Multi-Model Support: The Safety Net
While Gemini 3 is the primary engine, Antigravity also supports models from Anthropic and OpenAI. This isn't just about choice — it's about resilience.
We've found that different models excel at different tasks:
- Gemini 3 Pro: Best all-rounder. Excellent at full-stack development, large codebase understanding, and complex refactoring.
- Claude (Anthropic): Superior for nuanced writing, documentation, and code review where subtlety matters.
- Gemini 3 Deep Think: Best for architectural decisions, debugging complex race conditions, and problems requiring multi-step reasoning.
- Gemini 3 Flash: Fastest for quick completions, simple edits, and high-volume repetitive tasks.
The ability to switch models mid-task means you're never stuck. If one model struggles with a particular problem, try another. The IDE makes this effortless.
The Honest Downsides
No tool is perfect. Here's where Antigravity frustrates us:
Rate Limits and Throttling
During peak hours, Gemini 3 Pro can be slower. Google's "generous rate limits" are generous for a free tool, but if you're running three agents simultaneously on complex tasks, you'll hit them. For our workload, we've needed to stagger heavy tasks and use Flash for lighter work to stay within limits.
The Planning Trap
If you give the agent a vague prompt, it will produce a vague result. Antigravity is most powerful when you use its planning mode — let it create an implementation plan first, review and refine the plan, then execute. Skip the planning step and you get code that technically works but doesn't fit your architecture.
Context Window Isn't Magic
Yes, the 2M token context window is enormous. But context window size and context utilisation are different things. The agent sometimes misses a relevant file in a large codebase, or applies a pattern from one part of the code that's inconsistent with another part. Regular checkpoints and explicit references ("look at how we handle this in src/lib/auth.ts") dramatically improve results.
How We Use It: The QFA Workflow
Our daily workflow with Antigravity:
- Morning planning: Define the day's tasks as specific, well-scoped prompts. "Add pagination to the blog listing page" not "improve the blog."
- Agent kickoff: Start agents in Manager view for independent tasks. Use Editor view for tasks requiring real-time collaboration.
- Review cycles: Review implementation plans before execution. Review code after execution. Never auto-merge without review.

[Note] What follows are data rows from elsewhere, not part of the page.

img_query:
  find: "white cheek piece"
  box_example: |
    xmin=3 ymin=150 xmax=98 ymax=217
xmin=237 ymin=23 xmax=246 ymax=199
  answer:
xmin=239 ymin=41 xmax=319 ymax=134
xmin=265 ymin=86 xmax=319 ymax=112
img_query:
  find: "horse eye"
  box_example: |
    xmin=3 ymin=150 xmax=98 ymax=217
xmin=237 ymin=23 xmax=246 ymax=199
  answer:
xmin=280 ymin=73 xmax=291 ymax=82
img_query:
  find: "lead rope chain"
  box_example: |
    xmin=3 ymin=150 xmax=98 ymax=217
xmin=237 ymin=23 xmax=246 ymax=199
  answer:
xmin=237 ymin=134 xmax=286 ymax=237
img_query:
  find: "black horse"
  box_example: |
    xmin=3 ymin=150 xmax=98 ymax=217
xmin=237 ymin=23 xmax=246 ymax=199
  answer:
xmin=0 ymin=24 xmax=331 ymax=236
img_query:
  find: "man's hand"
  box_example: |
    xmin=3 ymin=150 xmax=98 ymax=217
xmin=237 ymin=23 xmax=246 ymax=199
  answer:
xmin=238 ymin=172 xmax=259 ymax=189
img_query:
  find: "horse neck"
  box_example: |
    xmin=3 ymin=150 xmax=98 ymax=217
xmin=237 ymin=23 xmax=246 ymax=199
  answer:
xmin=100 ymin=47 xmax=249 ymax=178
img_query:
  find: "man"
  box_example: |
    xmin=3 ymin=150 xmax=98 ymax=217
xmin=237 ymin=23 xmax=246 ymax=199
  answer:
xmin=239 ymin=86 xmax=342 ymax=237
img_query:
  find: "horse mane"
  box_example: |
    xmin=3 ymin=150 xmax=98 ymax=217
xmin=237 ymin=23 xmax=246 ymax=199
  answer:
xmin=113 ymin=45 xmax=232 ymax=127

- Verification: The agent runs builds, tests, and browser verification. We review the recordings and screenshots.
- Commit and push: Approved changes get committed with descriptive messages. The agent writes the commit messages too.
Output increase since adopting Antigravity: substantial. Not because of faster typing. Because the agent eliminates the gap between intention and implementation. You think it, the agent builds it, you review it. The bottleneck shifts from "how do I implement this?" to "what should I build next?"
The Bottom Line
Google Antigravity isn't perfect. But it's the most significant change to how we write software since the invention of the IDE itself. It doesn't replace developers — it transforms what a single developer can accomplish. And for a small, ambitious team like ours, that transformation is everything.
If you're still writing every line by hand, you're not being careful. You're being slow. The developers who thrive in 2026 aren't the ones who type fastest. They're the ones who direct AI agents most effectively. Antigravity is the best tool we've found for making that transition.